When my friend Jim Concannon learned I was going to Mississippi to cover the trial of the three murdered civil rights workers, he said, "Goodman, Schwerner and Chaney. That case is like laundry hanging out of America's suitcase."

He is right. This was unfinished business for the country, especially for Mississippi and most particularly for Neshoba County, where the murders took place. Last week in Judge Marcus Gordon's courtroom was part trial, part exorcism. In his closing argument, District Attorney Mark Duncan told the jury that for 41 years, "It's been Edgar Ray Killen and his friends who have written the history of Neshoba County. You can either change the history Edgar Ray Killen and the Klan wrote for us, or you confirm it."

Again and again that theme resonated from the courthouse to the editorial pages of state and national newspapers. As much as this small-town preacher and sawmill operator was on trial, so were the White Knights of the Ku Klux Klan. Testimony revealed how deeply the Klan had penetrated the churches and law enforcement authorities of Mississippi. Preacher Killen was the chief recruiter for the Klan in this part of the state. He described the organization as a white, Christian, patriotic organization, anti-communist and pro-segregation. Killen told his new initiates they weren't joining the Boy Scouts; there might be some rough work, beatings, church burnings and maybe even "elimination."

In the jury box was an authentic collection of Neshoba citizens, a mixture of ages, men and women, black and white, laborers and professionals. Essentially, the defense attorneys told the jurors it was not their job to ease the reputation of racial injustice from the county and the state, nor was it to render a verdict about the Klan. An 80-year-old man in a wheelchair breathing through oxygen tubes was on trial for three murders. Edgar Ray Killen and only Killen was their job.

In closing arguments, defense counsel James McIntyre gave the jury a set of bullet points reflecting the reservations I heard expressed in conversations with locals at the gas station, the vegetable stand, the pawn shop and in letters to Mississippi newspapers.

He attacked the news media. "This is a case to pull back the curtains for the TV cameras," McIntyre said, adding, "The news media has already found Killen guilty. Every story is slanted."

He cast doubt on the prosecution's case and its motives. "The state has hired a consultant to help pick a jury that will find Killen guilty," he charged. Also, he noted that all the informants who testified had taken money from the FBI. "If you pay for it," McIntyre argued, "you get the testimony you bought."

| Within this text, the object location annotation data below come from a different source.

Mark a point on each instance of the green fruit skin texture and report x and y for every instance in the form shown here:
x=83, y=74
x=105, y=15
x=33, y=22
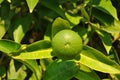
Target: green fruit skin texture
x=67, y=44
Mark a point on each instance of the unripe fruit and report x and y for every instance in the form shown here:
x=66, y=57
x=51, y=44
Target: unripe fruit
x=67, y=44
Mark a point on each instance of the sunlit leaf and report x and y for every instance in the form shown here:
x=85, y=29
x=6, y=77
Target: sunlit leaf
x=14, y=73
x=105, y=6
x=34, y=67
x=86, y=73
x=106, y=39
x=40, y=54
x=53, y=5
x=8, y=46
x=62, y=70
x=2, y=29
x=98, y=61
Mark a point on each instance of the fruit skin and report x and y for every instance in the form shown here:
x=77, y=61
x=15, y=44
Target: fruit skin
x=66, y=44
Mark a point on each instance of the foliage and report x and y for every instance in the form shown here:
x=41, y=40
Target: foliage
x=27, y=28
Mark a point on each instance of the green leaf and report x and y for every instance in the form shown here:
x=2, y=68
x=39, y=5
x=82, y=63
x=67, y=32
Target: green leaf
x=18, y=74
x=2, y=29
x=8, y=46
x=40, y=54
x=2, y=71
x=21, y=27
x=106, y=39
x=85, y=73
x=98, y=61
x=34, y=67
x=73, y=19
x=105, y=6
x=32, y=4
x=59, y=24
x=53, y=5
x=61, y=70
x=42, y=44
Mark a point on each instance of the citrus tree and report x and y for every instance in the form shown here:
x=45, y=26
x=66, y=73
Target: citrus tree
x=59, y=39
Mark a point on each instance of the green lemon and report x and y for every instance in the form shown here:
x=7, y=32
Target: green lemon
x=67, y=44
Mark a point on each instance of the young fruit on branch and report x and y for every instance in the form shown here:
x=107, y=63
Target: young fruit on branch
x=67, y=44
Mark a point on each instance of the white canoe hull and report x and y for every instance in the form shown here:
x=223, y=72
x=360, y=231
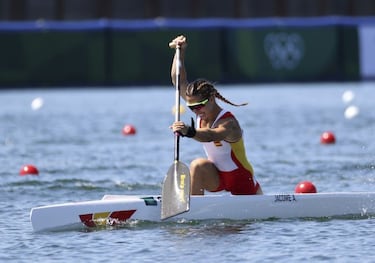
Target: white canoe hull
x=113, y=208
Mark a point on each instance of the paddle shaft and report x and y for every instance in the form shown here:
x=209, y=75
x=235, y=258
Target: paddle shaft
x=177, y=110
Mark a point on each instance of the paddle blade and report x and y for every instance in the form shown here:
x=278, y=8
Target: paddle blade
x=176, y=191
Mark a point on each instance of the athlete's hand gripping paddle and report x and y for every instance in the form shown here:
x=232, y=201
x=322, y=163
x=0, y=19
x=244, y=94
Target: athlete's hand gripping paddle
x=176, y=187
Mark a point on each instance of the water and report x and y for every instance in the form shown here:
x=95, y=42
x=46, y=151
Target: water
x=75, y=141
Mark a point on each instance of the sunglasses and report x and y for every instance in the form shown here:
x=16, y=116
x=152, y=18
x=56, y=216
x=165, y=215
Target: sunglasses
x=197, y=105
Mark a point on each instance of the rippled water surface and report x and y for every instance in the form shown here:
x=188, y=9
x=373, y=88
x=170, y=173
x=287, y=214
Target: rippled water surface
x=75, y=140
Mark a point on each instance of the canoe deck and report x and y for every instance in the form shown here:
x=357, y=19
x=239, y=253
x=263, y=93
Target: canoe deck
x=119, y=208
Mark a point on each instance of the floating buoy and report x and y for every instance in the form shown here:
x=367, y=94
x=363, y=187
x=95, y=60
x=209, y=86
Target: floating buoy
x=327, y=138
x=129, y=130
x=305, y=187
x=29, y=169
x=348, y=96
x=351, y=112
x=37, y=103
x=182, y=109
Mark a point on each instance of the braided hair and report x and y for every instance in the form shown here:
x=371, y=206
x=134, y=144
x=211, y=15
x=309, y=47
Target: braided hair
x=205, y=89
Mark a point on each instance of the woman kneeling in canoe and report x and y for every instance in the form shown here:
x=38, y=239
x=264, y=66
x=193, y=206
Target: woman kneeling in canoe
x=226, y=166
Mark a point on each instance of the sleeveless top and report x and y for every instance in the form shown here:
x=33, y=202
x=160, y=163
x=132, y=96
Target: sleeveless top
x=227, y=156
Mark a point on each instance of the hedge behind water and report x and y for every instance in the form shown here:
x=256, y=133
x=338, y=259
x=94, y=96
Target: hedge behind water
x=111, y=52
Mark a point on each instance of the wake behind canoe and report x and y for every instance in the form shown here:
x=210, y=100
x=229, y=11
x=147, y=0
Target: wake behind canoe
x=112, y=209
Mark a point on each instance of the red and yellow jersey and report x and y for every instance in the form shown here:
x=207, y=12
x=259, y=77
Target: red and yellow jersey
x=225, y=155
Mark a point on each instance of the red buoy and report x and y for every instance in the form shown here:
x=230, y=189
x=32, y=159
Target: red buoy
x=305, y=187
x=327, y=138
x=29, y=169
x=129, y=130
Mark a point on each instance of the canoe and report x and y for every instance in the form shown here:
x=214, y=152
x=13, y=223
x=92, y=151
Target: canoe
x=115, y=209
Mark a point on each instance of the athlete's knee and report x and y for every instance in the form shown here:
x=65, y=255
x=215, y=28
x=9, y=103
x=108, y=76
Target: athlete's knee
x=198, y=164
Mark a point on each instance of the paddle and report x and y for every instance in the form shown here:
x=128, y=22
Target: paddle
x=176, y=187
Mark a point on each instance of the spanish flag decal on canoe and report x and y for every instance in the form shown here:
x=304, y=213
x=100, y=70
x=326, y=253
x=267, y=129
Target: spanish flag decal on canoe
x=218, y=143
x=106, y=218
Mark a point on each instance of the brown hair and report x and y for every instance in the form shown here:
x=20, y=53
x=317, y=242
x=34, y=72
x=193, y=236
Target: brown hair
x=205, y=89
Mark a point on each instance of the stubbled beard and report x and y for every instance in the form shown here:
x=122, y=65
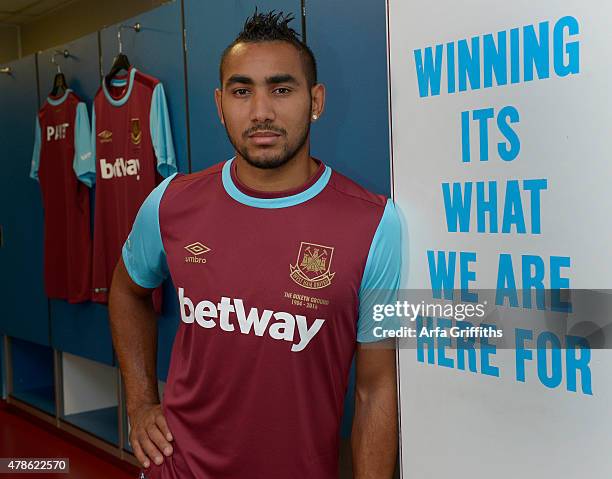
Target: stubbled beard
x=287, y=153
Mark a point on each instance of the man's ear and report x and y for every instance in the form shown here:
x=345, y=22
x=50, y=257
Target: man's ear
x=317, y=104
x=218, y=94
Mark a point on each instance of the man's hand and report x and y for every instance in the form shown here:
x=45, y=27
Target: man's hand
x=149, y=434
x=375, y=431
x=134, y=329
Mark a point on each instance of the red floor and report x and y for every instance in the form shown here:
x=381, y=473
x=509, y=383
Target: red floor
x=20, y=437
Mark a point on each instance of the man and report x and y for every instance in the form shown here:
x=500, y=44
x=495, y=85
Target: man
x=276, y=260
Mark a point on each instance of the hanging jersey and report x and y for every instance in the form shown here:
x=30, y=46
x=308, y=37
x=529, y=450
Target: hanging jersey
x=133, y=150
x=62, y=156
x=274, y=292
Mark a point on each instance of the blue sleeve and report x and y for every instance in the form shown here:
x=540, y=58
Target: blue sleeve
x=381, y=276
x=83, y=163
x=36, y=152
x=143, y=252
x=161, y=133
x=93, y=140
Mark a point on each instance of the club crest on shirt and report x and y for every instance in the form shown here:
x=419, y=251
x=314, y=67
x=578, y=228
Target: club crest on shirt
x=312, y=268
x=135, y=132
x=105, y=136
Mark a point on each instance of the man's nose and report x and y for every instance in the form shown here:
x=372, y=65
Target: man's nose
x=262, y=109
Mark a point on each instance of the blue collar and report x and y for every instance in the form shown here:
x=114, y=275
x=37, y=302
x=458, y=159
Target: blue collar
x=125, y=97
x=60, y=100
x=281, y=202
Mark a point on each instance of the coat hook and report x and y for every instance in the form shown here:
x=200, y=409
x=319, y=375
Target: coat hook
x=136, y=27
x=64, y=53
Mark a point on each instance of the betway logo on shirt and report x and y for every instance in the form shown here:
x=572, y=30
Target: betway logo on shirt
x=230, y=315
x=119, y=168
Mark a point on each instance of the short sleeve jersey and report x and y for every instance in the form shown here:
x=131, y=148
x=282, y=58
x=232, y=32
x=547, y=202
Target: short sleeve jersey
x=270, y=288
x=134, y=150
x=62, y=161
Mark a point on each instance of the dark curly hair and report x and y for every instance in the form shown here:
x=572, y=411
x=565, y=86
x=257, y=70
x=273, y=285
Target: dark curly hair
x=271, y=27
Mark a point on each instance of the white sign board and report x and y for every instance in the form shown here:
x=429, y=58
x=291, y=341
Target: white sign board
x=501, y=120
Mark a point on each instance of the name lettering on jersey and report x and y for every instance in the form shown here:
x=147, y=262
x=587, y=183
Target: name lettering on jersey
x=119, y=168
x=105, y=136
x=135, y=132
x=57, y=132
x=312, y=268
x=196, y=249
x=230, y=313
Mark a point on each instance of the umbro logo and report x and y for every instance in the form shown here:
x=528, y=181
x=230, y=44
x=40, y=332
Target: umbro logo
x=196, y=249
x=105, y=136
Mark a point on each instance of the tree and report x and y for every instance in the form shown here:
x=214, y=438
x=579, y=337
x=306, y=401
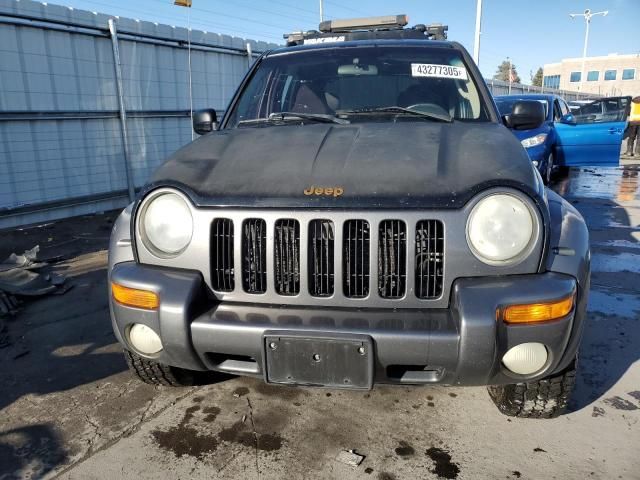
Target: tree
x=536, y=80
x=503, y=72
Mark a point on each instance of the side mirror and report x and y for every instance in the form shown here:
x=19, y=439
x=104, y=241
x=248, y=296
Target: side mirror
x=204, y=121
x=568, y=118
x=526, y=115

Finally, no one ever placed Killen at the scene of the crime or even suggested he fired the shots. Why, if there are seven others still living who were involved with this event, did they selectively prosecute only Edgar Ray Killen? McIntyre leaned into the jury box and whispered: "Because he is a preacher."

McIntyre was aiming to deadlock the jury and in the first vote, 6-to-6, it seemed he had done his job. This jury was not prepared to convict a man for murder just to alleviate the collective guilt of Neshoba County and Mississippi.

The tipping point in the case came when the prosecution team asked the judge to allow a finding of manslaughter as well as murder: "in case jurors believe the Klansmen didn't initially intend to murder the three civil rights workers." And the jury chose manslaughter, a negligent act, not purposeful.

Hearing the evidence and arguments on both sides, it is hard for me to conclude that Edgar Ray Killen was guilty of anything but murder. He assembled the lynch mob; he laid out the plan; he passed on the order from the Grand Wizard for "elimination;" he located the burial site and found a bulldozer operator to shovel the bodies into the graves; he even instructed his Klan cronies to buy rubber gloves for the wet work ahead. Trial testimony was strong and unrefuted on all these points. Is this not pre-meditation?

Still living are those seven other Klansmen who were involved in the murders on June 21, 1964. All were offered immunity to testify in this trial. The attorney general told them to be witnesses today or defendants in the future. All continued to stonewall. One consequence of this verdict is the strong probability that none of them will ever be prosecuted.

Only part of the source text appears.